The 'birthday attack'[0] article covers this pretty well, but if we take the output size of a SHA-1 hash as 160 bits, and assume it's outputs are equally distributed[1], a brute-force approach (equivalent to a non-maliciously generated accidental collision across all addresses ever)
is:
sqrt(2**160 * PI/2) ~= 1.5 x10**24
for there to be a 50% probability of a collision occurring.
(if I understood/got the maths right)
[0] https://en.wikipedia.org/wiki/Birthday_attack
[1] This is the intent of all hash functions, and I don't think there are any fundamental attributes of email addresses that would cause systematic bias in the output
Assume you have 1 billion (10^9) computers, each computer can do 1 billion hashing operations per second. That is 10^18 operations per second combined.
Rounding up, one day has 1 million seconds (10^6), and one year has 1000 (10^3) days. So, we have 10^27 ~= 2^90 operations per year.

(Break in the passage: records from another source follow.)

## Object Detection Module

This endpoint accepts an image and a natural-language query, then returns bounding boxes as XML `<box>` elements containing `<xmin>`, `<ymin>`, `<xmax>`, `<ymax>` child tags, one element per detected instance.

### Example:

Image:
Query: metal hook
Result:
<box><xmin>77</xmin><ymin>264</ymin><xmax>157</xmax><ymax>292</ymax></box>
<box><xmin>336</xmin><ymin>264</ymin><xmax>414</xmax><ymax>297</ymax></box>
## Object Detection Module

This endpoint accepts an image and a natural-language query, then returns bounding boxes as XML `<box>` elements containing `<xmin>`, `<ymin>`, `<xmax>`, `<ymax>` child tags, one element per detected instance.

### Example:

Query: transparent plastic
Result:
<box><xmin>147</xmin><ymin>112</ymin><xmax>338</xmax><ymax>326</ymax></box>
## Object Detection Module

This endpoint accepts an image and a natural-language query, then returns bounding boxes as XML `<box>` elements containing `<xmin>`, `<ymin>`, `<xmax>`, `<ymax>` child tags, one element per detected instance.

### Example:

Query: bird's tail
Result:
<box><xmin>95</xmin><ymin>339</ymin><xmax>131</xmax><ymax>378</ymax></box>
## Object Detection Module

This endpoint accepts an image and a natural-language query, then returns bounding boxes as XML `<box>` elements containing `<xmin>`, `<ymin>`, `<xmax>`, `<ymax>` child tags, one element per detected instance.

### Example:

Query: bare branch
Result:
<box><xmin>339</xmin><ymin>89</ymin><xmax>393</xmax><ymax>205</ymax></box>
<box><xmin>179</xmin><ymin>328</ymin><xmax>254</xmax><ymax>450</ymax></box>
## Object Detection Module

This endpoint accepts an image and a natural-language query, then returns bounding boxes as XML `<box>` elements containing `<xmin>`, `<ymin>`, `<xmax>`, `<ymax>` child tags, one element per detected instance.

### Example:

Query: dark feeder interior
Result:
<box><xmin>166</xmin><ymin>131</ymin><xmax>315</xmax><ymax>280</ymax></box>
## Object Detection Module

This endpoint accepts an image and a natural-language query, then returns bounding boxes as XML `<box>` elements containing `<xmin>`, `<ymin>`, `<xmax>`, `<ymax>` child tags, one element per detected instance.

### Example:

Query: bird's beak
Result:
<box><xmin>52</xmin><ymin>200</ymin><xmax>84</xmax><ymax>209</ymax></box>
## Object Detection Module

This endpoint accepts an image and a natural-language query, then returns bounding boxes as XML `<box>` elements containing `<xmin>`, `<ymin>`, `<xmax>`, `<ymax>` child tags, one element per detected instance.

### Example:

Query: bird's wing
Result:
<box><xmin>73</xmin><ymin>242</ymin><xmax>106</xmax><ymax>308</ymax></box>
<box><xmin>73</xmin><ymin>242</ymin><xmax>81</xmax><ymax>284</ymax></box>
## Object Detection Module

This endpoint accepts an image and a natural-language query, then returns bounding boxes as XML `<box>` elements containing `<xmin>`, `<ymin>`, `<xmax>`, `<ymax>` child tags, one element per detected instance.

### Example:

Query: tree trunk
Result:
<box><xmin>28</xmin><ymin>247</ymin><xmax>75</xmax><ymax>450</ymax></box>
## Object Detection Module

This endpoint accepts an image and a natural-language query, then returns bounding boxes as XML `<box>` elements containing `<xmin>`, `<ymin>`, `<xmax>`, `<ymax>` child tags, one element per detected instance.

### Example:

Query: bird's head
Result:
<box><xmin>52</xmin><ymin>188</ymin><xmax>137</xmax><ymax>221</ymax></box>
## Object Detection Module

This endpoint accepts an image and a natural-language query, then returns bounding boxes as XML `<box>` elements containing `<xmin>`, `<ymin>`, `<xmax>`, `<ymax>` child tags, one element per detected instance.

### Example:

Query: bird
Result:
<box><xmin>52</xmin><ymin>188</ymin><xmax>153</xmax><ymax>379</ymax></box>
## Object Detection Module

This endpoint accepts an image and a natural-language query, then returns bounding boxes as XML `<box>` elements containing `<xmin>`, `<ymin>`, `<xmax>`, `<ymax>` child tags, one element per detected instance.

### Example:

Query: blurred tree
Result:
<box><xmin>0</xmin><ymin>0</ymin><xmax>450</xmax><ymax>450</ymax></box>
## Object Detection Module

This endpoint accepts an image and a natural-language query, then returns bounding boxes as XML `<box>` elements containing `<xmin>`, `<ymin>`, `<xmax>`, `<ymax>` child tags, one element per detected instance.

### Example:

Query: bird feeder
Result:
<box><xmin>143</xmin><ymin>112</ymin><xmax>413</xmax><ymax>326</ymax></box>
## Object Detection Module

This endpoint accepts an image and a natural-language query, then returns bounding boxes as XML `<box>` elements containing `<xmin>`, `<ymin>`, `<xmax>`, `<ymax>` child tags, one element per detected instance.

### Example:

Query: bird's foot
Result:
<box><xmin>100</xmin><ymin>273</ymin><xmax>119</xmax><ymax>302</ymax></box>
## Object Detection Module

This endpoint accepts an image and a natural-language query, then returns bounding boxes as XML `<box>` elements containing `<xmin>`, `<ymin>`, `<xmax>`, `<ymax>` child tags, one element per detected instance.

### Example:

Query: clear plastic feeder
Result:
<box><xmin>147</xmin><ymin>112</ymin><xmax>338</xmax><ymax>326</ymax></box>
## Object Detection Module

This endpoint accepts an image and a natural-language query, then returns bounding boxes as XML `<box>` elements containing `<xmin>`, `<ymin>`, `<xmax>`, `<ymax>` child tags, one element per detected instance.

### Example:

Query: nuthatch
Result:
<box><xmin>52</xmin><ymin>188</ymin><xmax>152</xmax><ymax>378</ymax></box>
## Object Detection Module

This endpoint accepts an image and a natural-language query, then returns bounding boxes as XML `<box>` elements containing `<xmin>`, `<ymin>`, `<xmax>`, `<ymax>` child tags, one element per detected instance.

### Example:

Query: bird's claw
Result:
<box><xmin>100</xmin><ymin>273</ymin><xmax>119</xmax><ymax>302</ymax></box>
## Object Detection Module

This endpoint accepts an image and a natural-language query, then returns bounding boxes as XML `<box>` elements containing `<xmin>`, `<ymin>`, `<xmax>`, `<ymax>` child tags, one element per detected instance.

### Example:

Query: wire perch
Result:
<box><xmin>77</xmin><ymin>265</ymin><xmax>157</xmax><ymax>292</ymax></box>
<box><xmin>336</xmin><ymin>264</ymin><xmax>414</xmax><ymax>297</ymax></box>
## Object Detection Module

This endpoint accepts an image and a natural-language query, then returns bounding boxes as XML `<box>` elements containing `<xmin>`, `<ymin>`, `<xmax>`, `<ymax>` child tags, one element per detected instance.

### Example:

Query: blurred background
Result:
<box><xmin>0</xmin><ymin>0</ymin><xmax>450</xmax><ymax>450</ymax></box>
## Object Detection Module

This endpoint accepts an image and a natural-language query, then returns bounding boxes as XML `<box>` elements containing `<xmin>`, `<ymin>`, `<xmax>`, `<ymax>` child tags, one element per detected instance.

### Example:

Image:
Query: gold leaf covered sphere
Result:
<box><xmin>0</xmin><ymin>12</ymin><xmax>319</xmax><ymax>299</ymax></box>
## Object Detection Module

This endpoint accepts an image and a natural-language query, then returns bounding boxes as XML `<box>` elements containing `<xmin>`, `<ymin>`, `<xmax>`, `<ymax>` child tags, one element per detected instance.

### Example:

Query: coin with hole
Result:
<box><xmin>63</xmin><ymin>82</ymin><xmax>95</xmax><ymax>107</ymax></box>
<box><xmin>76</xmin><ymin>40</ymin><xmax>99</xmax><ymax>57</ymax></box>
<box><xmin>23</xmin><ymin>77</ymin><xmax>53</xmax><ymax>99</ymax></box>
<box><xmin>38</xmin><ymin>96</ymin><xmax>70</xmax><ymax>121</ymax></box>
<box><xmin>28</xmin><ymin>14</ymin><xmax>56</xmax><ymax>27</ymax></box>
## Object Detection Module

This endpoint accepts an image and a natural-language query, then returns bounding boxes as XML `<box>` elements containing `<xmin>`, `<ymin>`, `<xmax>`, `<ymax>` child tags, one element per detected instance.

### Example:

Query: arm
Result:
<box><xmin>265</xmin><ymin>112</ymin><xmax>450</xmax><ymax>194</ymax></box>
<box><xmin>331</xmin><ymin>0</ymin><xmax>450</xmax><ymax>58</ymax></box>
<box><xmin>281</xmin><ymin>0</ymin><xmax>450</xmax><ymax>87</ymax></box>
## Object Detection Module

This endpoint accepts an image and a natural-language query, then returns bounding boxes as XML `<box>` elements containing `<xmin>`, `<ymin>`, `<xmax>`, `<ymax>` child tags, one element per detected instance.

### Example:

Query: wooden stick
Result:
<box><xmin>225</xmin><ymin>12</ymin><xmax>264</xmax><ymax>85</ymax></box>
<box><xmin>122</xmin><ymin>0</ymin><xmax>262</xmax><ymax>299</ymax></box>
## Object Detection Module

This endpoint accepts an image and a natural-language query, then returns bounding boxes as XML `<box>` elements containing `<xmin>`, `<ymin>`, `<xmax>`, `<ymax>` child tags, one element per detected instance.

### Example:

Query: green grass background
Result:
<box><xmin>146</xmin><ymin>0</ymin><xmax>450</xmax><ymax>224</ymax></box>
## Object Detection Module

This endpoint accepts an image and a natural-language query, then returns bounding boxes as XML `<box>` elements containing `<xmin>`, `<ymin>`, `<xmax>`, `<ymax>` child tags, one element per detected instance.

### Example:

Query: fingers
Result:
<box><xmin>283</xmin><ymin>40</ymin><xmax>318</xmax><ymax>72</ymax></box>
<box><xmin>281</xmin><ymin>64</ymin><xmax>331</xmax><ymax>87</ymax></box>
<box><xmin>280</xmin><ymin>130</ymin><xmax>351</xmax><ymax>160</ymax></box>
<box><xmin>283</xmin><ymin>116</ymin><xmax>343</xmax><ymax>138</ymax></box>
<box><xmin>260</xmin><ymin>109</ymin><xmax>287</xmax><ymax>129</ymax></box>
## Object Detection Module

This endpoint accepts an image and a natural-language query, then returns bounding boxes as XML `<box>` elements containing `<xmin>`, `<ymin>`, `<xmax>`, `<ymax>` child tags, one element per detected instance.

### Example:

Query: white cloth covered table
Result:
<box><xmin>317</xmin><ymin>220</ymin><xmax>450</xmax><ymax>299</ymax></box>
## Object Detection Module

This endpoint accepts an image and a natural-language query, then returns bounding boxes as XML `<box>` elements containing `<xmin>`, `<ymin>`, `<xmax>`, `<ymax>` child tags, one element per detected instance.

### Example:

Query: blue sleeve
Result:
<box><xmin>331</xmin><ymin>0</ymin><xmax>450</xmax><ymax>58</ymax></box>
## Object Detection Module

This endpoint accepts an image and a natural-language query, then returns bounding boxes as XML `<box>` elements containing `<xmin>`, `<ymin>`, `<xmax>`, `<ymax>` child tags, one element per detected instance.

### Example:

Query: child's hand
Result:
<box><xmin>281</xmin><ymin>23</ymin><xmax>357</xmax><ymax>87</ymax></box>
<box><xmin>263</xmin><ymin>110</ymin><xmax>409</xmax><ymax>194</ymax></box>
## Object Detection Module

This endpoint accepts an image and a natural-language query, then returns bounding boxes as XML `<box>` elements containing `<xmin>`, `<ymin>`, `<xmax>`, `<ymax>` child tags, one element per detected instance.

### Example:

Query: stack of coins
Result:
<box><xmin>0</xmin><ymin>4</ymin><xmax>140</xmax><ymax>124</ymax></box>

100 million years is 10^8 ~= 2^27. So, you have 2^117 operations in 100 million years. Geologically, there was an Extinction Event [1] about every 100 million years (e.g. 66, 200 and 251 million years ago). So, having an (unintentional) hash collision in more than 128 bits (assuming a good hash function that has uniformly distributed hash) is less likely than an event happening within the next second that kills 50% of the Earth's species.
I'm not willing to answer the challenge, but I definitely believe it could be done. If someone was willing to purchase a large list of harvested e-mail addresses and sha1sum them all, it is very likely a commonly used address would show up in it. Now, if the address you used above is actually some single-purpose address similar to what I use for all my online accounts, that would not work, but I believe that very few people use dynamic partial addresses in that way. Not even the simple ones that gmail provides.
> The document then says that in 2011 he sent an email to “hundreds of atheists” with a link to his website and that I had reported him for violating GoDaddy’s policies against spam.
Give it to me in a list along with "hundreds" of red-herrings (let's say < 10000), and sure, no problem.
If you have the original list of addresses, and you are given a shasum, you can easily determine to which address the sum belongs. The proposals above do not indicate that GoDaddy should provide the sum to the e-mail sender though.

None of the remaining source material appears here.